Dopo il travestimento da Catwoman (Parigi) e il tutù nero (New York), le adorabili stravaganze dell’anno scorso, i tifosi — che la amano di un amore cieco e acritico — le hanno perdonato anche la tutina verde e sgambata di Melbourne, con calza a rete contenitiva incorporata. Serena Williams, a 37 anni e quattro mesi, non si è stancata di stupire. E di vincere.

La dimostrazione di forza negli ottavi di finale dell’Australian Open contro la numero uno del mondo, Simona Halep, ha rimesso Serenona in carreggiata verso il 24esimo titolo Slam della carriera, il traguardo che le permetterebbe di agganciare a quota 24 un’antenata (l’australiana Margaret Court) prima del definitivo sorpasso. 6-1, 4-6, 6-4 senza tremare, ritrovando le certezze di un tempo nel torneo che sbancò nel 2017 già incinta di Olympia: «Ho giocato bene, ma posso fare meglio. Devo solo avere pazienza. Fa tutto parte del processo: in fondo sono tornata a giocare a tennis solo dieci mesi fa, dopo la maternità». E coach Mouratoglou conferma: «È finalmente tornata in forma. È di nuovo Serena Williams al cento per cento sia da un punto di vista fisico che emotivo». Le due finali Slam perdute nel 2018, Wimbledon (dalla Kerber) e Us Open (dalla Osaka), le sono servite: «Ha ritrovato la motivazione, è la solita leonessa».


Serena Williams agli Us Open con il tutù (firmato da Virgil Abloh)



Il look modaiolo


Fare il coach di Serena Williams non è un mestiere banale. Per alzare il livello della sfida e spezzare una routine che rischia di diventare noiosa, Mouratoglou negli allenamenti della fuoriclasse ha introdotto una novità: gli uomini. Non solo come sparring partner, un’abitudine che tutte le top players hanno: a Melbourne il francese ha reclutato i migliori tennisti maschi del circuito per le sessioni di allenamento dell’americana. E così Tomic (n.88), Tiafoe (n.39), Dimitrov (n.21) e Stefanos Tsitsipas (n.15), il killer di Roger Federer negli ottavi, si sono alternati in campo con la Williams, uscendone turbati dalla pesantezza di palla. «Un palleggiatore, per di più da lei stipendiato, non assicura la stessa intensità nello scambio: inconsciamente, infatti, tende a tirare dove sa che Serena vuole che lui tiri — spiega il tecnico —. Ai professionisti invece ho detto: tirate dove volete, colpite come desiderate, questo è anche il vostro allenamento. E ritmo, focus e intensità sono seguiti di conseguenza».

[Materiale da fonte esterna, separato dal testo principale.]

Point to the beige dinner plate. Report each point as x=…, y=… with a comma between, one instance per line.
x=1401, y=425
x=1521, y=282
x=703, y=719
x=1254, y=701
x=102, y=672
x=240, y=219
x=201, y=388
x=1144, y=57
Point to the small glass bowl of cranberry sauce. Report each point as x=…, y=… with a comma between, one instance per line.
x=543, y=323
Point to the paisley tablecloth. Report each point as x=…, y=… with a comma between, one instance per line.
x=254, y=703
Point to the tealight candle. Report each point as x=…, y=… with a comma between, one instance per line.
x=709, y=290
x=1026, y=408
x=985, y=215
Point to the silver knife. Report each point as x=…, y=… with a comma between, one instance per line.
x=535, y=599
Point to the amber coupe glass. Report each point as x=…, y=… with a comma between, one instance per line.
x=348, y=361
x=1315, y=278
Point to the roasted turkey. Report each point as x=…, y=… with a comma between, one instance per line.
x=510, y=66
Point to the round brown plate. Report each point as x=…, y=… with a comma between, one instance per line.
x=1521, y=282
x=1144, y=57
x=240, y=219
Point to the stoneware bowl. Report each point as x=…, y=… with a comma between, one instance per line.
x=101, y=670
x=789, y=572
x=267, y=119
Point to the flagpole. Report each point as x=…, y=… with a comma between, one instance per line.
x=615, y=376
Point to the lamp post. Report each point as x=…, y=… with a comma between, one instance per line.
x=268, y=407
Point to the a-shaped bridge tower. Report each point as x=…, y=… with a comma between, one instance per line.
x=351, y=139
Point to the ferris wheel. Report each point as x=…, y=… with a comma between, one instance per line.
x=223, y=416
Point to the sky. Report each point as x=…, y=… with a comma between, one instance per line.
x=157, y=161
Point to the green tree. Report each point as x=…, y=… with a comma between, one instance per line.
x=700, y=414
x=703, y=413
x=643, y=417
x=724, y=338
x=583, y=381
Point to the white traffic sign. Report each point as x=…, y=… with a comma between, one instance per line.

Maria, Bouchard e Yastremska sono state infilzate sullo spiedo senza perdere un set. Battere la Halep lunedì non era scontato: la rumena è un piccolo genio della tattica, un topino capace di scavare pertugi nella roccia di qualsiasi montagna. «Ho avuto l’impressione di essere stata travolta da un treno in corsa» ha detto dopo il match.

La forma ritrovata ridà slancio a una carriera che era stata momentaneamente sospesa causa matrimonio e gravidanza e corrobora di nuovi temi i profili social della campionessa, regina assoluta anche nel numero dei seguaci. L’ultima moda è seguire su Instagram le avventure della bambola nera di Olympia, Qai Qai, 130 mila followers su Instagram e 18 mila su Twitter. Sbattuta per terra, maltrattata, dimenticata sul divano, spesso ingessata o stampellata, Qai Qai ha ispirato la compassione del mondo, le battute di Serena («Quando avete una brutta giornata, pensate a lei…») e addirittura un editoriale sul New York Times: «Perché Qai Qai è diventata la bambola più famosa d’America».